In other words, can the state create a property interest that will allow it to prosecute people for wearing the wrong sort of T-shirts?
I received an email from a columnist who is following up on this story, which
concerns a Texas couple whose son was killed on duty in Iraq. The father searches for his son’s name and,
when he finds it on anti-war sites, asks them to remove it. According to him, the majority comply. This, I submit, is a mistake on the sites’
part, albeit an understandable one. That
history is painful does not make it untrue, and that the father opposes anti-war
groups does not make his son’s death off-limits for discussion by such
groups. Sites that complied with his
understandable but overreaching request, I suspect, set the stage for the next
development: there’s an Arizona site,
CarryABigSticker, selling T-shirts with “Bush Lied” on the front and “They
Died” on the back, along with the names of U.S. soldiers killed in Iraq through
October 23.
The grieving father, Robert Vandertulip, asked the seller to
remove his son’s name. The seller
refused. According to the Star-Telegram, at the father’s urging,
“Rep. Linda Harper-Brown, R-Irving, has pre-filed a bill for the upcoming Texas
legislative session that would make it a misdemeanor to use the name or image
of a current or former member of the military for a commercial purpose without
permission…. Already, two other states have passed similar laws and two bills
have been filed in Congress before.” (Later information in the article indicates that Texas already has a
civil law covering use of name/image without permission, but that the proposed
bill adds a criminal penalty.)
Rep. Harper-Brown thinks it’s not right to profit “on the
death of a soldier who put his life on the line for us and our freedom.” What the family’s permission has to do with
the rightness of profit is an open question – but the bigger issue is how
detailed political speech has to be before we’re willing to recognize it as
speech. I hope and trust that supporters
of these laws would not want to apply them to books critical of the war, or a
newspaper’s list and photos of the U.S. dead, even though those are, like the
T-shirts, produced by profit-seeking entities.

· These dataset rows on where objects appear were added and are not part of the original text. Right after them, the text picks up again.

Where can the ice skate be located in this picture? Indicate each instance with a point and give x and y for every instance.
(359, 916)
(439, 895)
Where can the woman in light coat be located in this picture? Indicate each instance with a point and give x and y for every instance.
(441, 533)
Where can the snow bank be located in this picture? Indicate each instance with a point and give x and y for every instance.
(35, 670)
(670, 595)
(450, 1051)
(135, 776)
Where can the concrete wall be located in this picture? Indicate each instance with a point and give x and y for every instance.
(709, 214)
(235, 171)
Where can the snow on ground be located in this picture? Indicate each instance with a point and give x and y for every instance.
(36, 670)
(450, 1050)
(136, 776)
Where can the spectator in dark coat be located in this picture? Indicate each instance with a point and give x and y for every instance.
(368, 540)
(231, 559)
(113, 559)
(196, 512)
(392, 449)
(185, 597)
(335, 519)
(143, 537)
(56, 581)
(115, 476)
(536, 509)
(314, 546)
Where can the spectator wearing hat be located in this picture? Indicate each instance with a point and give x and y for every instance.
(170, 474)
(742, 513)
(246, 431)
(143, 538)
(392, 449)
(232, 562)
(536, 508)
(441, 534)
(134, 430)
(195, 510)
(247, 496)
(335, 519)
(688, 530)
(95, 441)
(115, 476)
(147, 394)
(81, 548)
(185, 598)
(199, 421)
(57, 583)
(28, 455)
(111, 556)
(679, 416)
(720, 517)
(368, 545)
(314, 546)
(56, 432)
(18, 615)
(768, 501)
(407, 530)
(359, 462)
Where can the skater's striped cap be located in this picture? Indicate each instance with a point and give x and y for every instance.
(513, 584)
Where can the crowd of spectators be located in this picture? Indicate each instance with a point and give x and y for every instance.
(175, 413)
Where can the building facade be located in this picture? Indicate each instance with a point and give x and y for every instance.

Vandertulip invokes right of publicity in defense of his
claims, arguing that “if he were to use shirts with Arnold Schwarzenegger,
Paris Hilton or Robert DeNiro's name, [he’d] have to pay them for the use of
it.” Schwarzenegger might sue – he has
done so over bobblehead
dolls – but whether he could win is another question, especially if the
shirts had a political message. The
question of when artistic license trumps publicity rights has been
much-litigated, to very different results in different states. California
is reasonably speech-protective, if the commercial art at issue is
“transformative” and uses a celebrity image as a starting point for new
meaning. Missouri,
by contrast, hews pretty closely to the idea that trading on celebrity identity
for commercial advantage is a violation of the right of publicity, regardless
of what was added.
Rights of publicity, however, are based on a privacy-plus
theory of unjust enrichment: that celebrities are responsible for the pecuniary
value of their images and are thus entitled to reap whatever commercial
advantage they bring. This doesn’t
translate well to an equally expansive right for non-celebrities. CarryABigSticker isn’t exploiting any
preexisting commercial value of the fallen soldiers’ names. The value of the shirt exists in listing
multiple names and in adding the political message. Even Missouri’s right of publicity requires
the plaintiff to show that his identity has preexisting commercial value, and
here it really doesn’t. There is no
“reaping where others have sown” to counterbalance against the T-shirt maker’s
First Amendment rights to speak about the war.
The Star-Telegram
article quotes some lawyers to the effect that the proposed bill is more likely
to pass constitutional muster because it covers only commercial speech, implying
that CarryABigSticker can be stopped even if political protests putting servicemembers’
names on signs can’t be banned. This spin
is consistent with a standard prejudice against “promotional goods” like
T-shirts, posters, and mugs, as compared to pamphlets, blogs, and newspapers, but
it reflects a deep misunderstanding of what “commercial speech” means. The speech that gets less protection is not speech
that’s offered for a price (like the print version of the Star-Telegram) but speech that proposes a commercial transaction (like
the ads in the Star-Telegram). The “Bush Lied” T-shirts are not commercial speech.
The proposed law may be constitutional –
but if so, it’s constitutional because it doesn’t cover the T-shirts it’s supposed
to silence.
According to the story, CarryABigSticker has stopped selling
the T-shirts in two states with a version of this law, Louisiana and Oklahoma. This is unfortunate but, again, understandable
– it’s called a chilling effect for a reason.